Presenting 25 Years of Recruiting Wisdom, Part 1

We recently announced that Top Echelon Network Preferred Member recruiter Marc Tappis was celebrating the 25th anniversary of his firm, Opportunity Search, opening its doors.  It just so happens that during two stints as a Preferred Members, Tappis has been very successful in the Network, as well.

Marc TappisSo . . . considering the success—not to mention longevity—that Tappis has enjoyed, both inside and outside of the Network, we thought it would be a good idea to ask him some questions.  (Yes, you could call it an “interview,” if you want to get all technical about it.)

Any, this is if the first blog post in a two-post series that reveal the answers that Tappis provided.  The second part of the series will be published in next week’s issue of The Pinnacle Newsletter Blog.  We want to read that issue, too.

How did you break into the recruiting business?

I started out in Corporate HR, first as a recruiter then as a staffing manager.  I was using a very well-known and established recruiting firm to fill openings and they offered me a position with their firm, which I accepted.
How has the world of recruiting changed during the past 25 years?

Technology is the biggest change.

When I started my company in 1987, everything was paper.  Computers were very expense and had little or no memory capacity to hold large amounts of data.  I spent a lot of time making copies, addressing envelopes, making file folders for candidates and companies etc.  The process from start to finish was slow.

You would talk to a candidate, they would mail a resume to you and that would take two days, and you would mail it to the company and that was another two days.  Answering machines weren’t very reliable, so spending time out of the office was risky.

A few years after I was in business, fax machines became popular and that made the process move a little faster, but the quality of the fax on thermal paper rolls was very poor.  Years later, computers became affordable but there was no email and no internet.  Even Top Echelon Network (called Nationwide Interchange at the time) had a system where they mailed you a disk with new candidates and job orders and you had to mail it back to them weekly.

Technology has made the job much easier.  A resume is now received in seconds versus days, cellphones allow you to talk to candidates on their way to and from work or during the day if they step outside, email allows you to reach a candidate or client at any time, and computer databases allow you search thousands of candidates in seconds and manage work flow.  Even something as simple as retreiving a message remotely didn’t exist reliably 25 years ago.

If you had a “philosophy of recruiting,” what would you say that is?

Be honest and treat people like you want to be treated. Be a good listener and listen to your clients’ and candidates’ needs.

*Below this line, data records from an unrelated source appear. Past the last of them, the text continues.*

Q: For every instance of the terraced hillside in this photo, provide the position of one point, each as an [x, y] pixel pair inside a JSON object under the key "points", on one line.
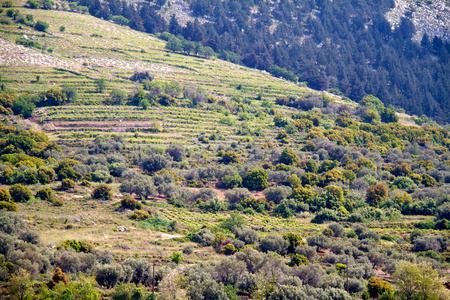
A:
{"points": [[90, 49]]}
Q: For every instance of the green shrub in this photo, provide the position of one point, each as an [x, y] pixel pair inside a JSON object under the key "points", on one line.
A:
{"points": [[103, 192], [5, 21], [67, 184], [255, 179], [78, 246], [297, 260], [20, 193], [45, 194], [41, 26], [7, 3], [33, 4], [140, 215], [188, 250], [5, 195], [130, 203], [9, 206], [156, 223], [176, 257]]}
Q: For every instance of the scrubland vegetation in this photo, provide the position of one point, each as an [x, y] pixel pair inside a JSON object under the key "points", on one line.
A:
{"points": [[209, 182]]}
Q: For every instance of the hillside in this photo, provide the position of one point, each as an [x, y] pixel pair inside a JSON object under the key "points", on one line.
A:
{"points": [[130, 171], [395, 50]]}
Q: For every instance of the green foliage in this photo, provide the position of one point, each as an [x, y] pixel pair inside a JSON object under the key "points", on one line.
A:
{"points": [[7, 3], [46, 175], [234, 221], [129, 202], [67, 184], [58, 277], [101, 85], [419, 281], [229, 249], [298, 260], [9, 206], [41, 26], [388, 115], [103, 192], [84, 288], [288, 157], [229, 157], [140, 215], [283, 73], [5, 195], [233, 180], [155, 223], [255, 179], [45, 194], [120, 20], [302, 194], [341, 268], [23, 106], [378, 287], [28, 43], [78, 246], [20, 193], [376, 194], [294, 240], [176, 257]]}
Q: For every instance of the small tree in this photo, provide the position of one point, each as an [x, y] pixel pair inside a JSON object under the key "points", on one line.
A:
{"points": [[255, 179], [176, 257], [294, 240], [417, 281], [102, 191]]}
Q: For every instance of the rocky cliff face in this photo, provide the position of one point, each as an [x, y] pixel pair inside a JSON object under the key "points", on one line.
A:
{"points": [[428, 16]]}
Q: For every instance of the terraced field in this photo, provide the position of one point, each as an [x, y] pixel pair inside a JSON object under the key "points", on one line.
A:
{"points": [[90, 49]]}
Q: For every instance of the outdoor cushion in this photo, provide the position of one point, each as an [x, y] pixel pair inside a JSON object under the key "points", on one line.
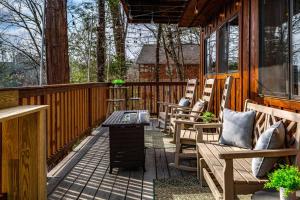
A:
{"points": [[184, 102], [200, 106], [237, 128], [272, 138]]}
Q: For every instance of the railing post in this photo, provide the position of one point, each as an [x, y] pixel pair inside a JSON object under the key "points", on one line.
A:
{"points": [[157, 99], [90, 111]]}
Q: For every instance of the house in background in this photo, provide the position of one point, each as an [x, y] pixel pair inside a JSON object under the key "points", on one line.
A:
{"points": [[147, 59]]}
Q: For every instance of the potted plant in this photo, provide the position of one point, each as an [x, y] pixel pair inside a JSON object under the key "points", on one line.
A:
{"points": [[208, 117], [118, 82], [286, 180]]}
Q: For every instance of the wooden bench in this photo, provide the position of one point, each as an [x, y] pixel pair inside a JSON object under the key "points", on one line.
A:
{"points": [[227, 169]]}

This is a people business, so get to know your good clients and “A” candidates.  I have numerous clients that I ‘ve worked with for 10+ years and have placed countless candidates with them.  I’m the first one they call over and over again.  I take almost everyone I place to lunch and meet face-to-face with my best clients over lunch regularly.  I get to know them personally.  I think that is really important and has been a major factor in my success.

What do you think you’ve learned about recruiting, business, and people during the past 25 years?

This business really is all about relationships.  To be successful, you need to have good long-term relationships with candidates, clients, and fellow recruiters.  If you do, clients will give you more more business, candidates will refer their friends and colleagues, and recruiters will share their openings and best candidates with you.